OPEC is a historic cartel of producers that includes Venezuela and has an alliance with other countries led by Russia, known as OPEC+.

Russia will apply an “additional” voluntary reduction in its production of 350,000 barrels per day in April, 400,000 in May and 471,000 in June, Russian Deputy Prime Minister in charge of Energy, Alexander Novak, said in a statement.

Regarding exports, the reduction will be “121,000 barrels per day” in April and “71,000” in May, according to the Russian minister.

Iraq, an OPEC heavyweight, announced it will also extend its voluntary cuts of 220,000 bpd until mid-year.

In April 2023, several OPEC+ members decided to implement voluntary production reductions of more than one million barrels per day (bpd).

That surprise announcement briefly increased oil prices, but did not achieve its objective of supporting crude oil prices on a lasting basis, in a context of weakness after the covid pandemic.

Subsequently, at a meeting of OPEC+ countries in Vienna in June 2023, Saudi Arabia set the tone and stated that it would maintain its production cut.

After this Sunday’s extension, Riyadh will produce nearly nine million bpd, well below its capacity to pump 12 million bpd.

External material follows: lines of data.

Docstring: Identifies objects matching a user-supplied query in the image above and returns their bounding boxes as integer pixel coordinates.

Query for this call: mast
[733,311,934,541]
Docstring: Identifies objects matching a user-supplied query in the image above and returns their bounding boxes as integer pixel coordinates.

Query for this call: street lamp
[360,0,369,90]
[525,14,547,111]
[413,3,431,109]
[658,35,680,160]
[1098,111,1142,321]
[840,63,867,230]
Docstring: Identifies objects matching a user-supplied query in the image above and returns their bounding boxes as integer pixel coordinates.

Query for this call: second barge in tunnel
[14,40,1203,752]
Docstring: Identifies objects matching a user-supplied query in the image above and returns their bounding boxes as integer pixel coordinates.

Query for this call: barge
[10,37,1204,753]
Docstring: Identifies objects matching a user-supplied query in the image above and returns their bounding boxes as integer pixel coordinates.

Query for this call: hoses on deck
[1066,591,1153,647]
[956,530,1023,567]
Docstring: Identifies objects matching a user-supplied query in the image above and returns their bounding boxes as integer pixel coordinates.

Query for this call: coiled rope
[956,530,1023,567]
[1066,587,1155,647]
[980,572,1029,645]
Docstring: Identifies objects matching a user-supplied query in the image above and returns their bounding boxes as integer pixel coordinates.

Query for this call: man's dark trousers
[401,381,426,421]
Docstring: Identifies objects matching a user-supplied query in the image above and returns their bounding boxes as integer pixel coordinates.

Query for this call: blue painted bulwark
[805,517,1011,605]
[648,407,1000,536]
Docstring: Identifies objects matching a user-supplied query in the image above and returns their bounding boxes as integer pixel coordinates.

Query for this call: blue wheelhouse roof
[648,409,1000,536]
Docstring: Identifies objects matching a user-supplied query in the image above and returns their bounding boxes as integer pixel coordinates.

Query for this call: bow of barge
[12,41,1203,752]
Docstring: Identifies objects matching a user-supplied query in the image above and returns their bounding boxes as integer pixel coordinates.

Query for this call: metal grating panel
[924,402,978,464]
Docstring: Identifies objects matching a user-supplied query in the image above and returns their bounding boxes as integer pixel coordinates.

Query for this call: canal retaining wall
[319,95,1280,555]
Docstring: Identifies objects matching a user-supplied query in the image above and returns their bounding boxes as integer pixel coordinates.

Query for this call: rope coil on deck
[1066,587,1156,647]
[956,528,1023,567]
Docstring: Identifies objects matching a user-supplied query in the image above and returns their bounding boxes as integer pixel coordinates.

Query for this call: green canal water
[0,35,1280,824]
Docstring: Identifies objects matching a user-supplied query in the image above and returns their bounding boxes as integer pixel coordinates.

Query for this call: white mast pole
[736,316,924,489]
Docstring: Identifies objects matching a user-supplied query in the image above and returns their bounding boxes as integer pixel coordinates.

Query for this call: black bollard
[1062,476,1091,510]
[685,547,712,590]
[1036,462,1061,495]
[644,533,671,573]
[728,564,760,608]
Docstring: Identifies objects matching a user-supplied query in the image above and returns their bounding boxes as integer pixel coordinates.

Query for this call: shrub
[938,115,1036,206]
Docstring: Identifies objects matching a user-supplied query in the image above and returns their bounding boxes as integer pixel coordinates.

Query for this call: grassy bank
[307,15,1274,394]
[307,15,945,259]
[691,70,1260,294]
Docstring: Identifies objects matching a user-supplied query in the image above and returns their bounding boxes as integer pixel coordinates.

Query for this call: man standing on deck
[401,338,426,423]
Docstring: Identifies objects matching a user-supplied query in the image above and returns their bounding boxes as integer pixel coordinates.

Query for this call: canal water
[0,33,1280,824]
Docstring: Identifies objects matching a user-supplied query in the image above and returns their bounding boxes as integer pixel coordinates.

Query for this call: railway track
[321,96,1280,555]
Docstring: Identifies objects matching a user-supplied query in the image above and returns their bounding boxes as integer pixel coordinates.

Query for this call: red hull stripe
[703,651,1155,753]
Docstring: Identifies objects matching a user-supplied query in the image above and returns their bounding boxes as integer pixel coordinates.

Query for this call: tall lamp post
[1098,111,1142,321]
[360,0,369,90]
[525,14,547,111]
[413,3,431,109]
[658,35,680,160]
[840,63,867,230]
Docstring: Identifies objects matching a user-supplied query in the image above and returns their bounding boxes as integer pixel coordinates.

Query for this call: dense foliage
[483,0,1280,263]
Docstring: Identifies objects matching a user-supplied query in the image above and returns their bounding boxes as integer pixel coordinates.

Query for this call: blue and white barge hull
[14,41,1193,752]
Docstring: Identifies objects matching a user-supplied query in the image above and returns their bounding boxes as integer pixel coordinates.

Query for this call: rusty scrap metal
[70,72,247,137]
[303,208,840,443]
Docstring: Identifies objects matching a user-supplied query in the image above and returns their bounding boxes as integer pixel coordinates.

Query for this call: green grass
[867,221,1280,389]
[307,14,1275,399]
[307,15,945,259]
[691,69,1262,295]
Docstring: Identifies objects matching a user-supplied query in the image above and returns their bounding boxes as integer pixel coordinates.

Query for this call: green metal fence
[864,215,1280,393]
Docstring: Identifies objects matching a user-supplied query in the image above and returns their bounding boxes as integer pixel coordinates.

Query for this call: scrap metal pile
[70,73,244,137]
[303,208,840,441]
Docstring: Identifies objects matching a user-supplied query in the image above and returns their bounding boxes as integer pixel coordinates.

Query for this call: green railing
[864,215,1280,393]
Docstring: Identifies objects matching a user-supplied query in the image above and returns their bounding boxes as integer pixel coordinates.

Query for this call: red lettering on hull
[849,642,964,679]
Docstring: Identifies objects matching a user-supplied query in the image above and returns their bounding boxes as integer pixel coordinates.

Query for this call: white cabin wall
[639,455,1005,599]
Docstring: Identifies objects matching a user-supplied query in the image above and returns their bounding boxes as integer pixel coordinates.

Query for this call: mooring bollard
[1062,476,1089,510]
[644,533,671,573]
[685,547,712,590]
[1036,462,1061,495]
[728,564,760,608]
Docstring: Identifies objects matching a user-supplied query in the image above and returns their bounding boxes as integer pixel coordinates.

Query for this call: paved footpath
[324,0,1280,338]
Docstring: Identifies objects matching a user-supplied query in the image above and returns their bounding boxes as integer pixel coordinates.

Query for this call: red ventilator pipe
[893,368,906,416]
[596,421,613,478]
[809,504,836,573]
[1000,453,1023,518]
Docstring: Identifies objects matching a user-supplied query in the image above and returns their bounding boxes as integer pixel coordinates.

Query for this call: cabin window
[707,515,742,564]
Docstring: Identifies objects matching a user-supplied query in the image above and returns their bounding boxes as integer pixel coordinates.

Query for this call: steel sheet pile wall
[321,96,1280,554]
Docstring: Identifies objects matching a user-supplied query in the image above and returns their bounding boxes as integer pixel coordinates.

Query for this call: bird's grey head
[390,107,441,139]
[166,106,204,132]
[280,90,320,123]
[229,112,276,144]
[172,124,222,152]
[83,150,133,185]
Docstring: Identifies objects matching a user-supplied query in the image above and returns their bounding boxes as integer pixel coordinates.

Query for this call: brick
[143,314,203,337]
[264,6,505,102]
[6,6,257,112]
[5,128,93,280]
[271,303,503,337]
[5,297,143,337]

Russia joins the “efforts”

For its part, Russia has already agreed to a voluntary cut in its production of 500,000 barrels per day announced in April 2023 and which will be in force until the end of this year, as part of an effort by OPEC+ countries to stop the fall in prices. prices.

The measure seeks to “strengthen the precautionary efforts deployed by OPEC+ countries in order to support the stability and balance of oil markets,” Novak explained in the statement published by the Russian government.

Hydrocarbon sales are a fundamental income for Moscow, whose economy is aimed at financing its military invasion of Ukraine, which began in February 2022.

Two years ago, Western powers allied with Ukraine imposed unprecedented sanctions against Russia, including the energy sector, forcing Moscow to reorient its exports towards Asia, especially China and India.

Other countries in this cartel of crude oil producers, such as Kuwait, are expected to maintain a prolongation of the cuts, although on a smaller scale.

Investors expected the extension of the cuts and before the announcement, oil prices rose on Friday on expectations that the reduction in production would be confirmed.

The US West Texas Intermediate (WTI) exceeded $80 for the first time since November and a barrel of North Sea Brent crude oil reached its highest level in a month and closed the day up 2%, at 83.55 Dollars.

These levels are still far from the level of almost $100 at the end of September, and very far from the $140 to which oil rose after the Russian invasion of Ukraine in 2022.